Intanto a Bologna parte la Festa dell’Unità dedicata alla Liberazione, dove non risultano invitati gli esponenti della minoranza: Cuperlo, Civati, Speranza, persino Bersani.
Sarebbe grottesco rimpiangere i riti melmosi della Prima Repubblica, ma democristiani e comunisti avevano un altro stile.
Moro e Fanfani si pugnalavano dietro le quinte, però a nessuno dei due sarebbe mai venuto in mente di escludere il rivale da una cerimonia ecumenica del partito.

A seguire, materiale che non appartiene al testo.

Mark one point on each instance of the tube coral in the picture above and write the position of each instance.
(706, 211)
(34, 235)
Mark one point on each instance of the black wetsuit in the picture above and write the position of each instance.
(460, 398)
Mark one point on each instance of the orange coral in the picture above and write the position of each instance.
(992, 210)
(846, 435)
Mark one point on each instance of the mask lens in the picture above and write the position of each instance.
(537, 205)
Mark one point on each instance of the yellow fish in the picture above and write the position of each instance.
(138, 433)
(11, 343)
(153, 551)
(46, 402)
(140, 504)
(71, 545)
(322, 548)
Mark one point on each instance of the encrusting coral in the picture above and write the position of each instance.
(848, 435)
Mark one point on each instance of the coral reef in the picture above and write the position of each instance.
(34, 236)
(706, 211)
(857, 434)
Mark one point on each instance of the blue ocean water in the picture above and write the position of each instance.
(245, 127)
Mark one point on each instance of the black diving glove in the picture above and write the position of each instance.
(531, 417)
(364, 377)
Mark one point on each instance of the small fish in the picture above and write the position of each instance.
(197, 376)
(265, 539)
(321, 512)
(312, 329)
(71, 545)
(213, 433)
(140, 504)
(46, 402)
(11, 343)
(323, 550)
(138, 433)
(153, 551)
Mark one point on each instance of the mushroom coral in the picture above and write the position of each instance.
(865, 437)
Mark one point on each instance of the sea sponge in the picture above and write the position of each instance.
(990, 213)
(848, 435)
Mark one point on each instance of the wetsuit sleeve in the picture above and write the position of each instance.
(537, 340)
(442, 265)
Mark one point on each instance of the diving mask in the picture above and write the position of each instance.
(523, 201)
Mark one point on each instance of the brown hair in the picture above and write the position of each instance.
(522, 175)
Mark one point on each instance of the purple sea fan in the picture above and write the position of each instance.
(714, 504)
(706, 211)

E nel Pci il «centralismo democratico» obbligava i capi delle varie correnti invisibili a sedere sullo stesso palco, applaudendo ritmicamente le prolusioni sterminate del Signor Segretario.

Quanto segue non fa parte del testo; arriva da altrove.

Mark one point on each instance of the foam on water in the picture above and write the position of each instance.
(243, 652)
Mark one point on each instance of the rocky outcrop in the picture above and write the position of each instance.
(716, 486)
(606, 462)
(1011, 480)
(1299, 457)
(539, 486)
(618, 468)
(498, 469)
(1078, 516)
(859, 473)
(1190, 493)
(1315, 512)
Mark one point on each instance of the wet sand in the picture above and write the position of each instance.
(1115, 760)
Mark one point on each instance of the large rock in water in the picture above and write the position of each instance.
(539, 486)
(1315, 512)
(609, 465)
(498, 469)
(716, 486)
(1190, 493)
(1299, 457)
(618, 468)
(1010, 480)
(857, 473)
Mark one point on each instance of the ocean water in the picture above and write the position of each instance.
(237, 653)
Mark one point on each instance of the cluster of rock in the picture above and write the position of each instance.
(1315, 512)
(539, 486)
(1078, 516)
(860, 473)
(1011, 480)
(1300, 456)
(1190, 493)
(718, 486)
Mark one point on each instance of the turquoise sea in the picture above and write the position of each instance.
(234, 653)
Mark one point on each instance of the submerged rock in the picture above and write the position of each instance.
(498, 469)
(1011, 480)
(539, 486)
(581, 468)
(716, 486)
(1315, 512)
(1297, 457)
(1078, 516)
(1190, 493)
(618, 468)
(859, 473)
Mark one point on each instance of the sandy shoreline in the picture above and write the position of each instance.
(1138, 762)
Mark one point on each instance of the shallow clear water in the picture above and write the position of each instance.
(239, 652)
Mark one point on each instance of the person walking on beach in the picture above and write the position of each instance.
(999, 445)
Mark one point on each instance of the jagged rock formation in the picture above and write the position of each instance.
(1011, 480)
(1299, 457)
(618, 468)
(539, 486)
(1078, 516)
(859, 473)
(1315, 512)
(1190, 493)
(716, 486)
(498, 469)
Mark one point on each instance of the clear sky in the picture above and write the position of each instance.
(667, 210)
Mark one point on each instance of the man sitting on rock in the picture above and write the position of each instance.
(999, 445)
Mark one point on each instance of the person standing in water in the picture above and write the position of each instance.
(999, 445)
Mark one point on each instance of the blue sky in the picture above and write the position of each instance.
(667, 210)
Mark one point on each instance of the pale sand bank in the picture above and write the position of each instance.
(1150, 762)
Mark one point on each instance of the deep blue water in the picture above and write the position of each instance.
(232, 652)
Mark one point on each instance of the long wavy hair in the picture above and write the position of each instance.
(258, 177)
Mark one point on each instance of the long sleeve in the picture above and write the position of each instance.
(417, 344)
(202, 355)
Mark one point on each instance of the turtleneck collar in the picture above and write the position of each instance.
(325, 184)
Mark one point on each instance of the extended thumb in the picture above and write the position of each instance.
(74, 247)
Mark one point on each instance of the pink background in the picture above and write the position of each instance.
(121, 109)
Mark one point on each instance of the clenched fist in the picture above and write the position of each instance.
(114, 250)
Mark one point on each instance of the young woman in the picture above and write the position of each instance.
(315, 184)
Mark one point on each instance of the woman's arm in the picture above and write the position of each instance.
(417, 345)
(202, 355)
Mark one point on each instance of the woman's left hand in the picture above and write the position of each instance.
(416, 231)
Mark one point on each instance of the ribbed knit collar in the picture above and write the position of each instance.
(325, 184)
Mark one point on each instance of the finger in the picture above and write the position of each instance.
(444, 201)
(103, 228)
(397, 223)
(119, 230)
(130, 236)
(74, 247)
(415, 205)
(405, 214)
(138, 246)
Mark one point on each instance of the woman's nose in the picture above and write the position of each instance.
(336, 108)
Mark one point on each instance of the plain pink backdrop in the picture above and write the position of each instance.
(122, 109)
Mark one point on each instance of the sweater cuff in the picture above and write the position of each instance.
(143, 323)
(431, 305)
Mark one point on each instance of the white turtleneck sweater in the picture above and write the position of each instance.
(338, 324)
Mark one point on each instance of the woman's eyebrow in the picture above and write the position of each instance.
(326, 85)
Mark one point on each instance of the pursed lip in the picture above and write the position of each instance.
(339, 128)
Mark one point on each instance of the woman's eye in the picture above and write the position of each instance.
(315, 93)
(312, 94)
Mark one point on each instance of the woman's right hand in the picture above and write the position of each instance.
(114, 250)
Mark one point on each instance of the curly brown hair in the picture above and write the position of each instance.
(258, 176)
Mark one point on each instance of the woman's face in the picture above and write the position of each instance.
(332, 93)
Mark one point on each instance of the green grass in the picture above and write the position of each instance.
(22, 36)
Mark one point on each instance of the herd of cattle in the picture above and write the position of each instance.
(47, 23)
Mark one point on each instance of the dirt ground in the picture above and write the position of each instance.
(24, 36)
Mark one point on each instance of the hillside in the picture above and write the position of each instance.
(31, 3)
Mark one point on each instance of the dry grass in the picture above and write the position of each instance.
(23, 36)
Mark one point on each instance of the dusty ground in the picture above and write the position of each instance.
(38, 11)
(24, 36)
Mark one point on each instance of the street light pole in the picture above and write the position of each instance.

Ipocrisie, certo. Ma la vita politica (e non solo quella) è fatta di forme che rivestono una sostanza: la ricerca delle ragioni profonde per cui si sta insieme, pur facendosi ogni giorno la guerra.
Nel Partito democratico queste ragioni semplicemente non esistono. Nemmeno la Resistenza, a quanto pare, lo è.
Chi vince le primarie emargina gli sconfitti. Lo ha fatto Bersani, e ora Renzi.
Colui che afferra il volante si proclama diverso, ma poi anche lui seleziona i compagni di viaggio in base al tasso di fedeltà .
Dimenticandosi che alla lunga in politica (e non solo in quella) sono sempre i più fedeli a tradire.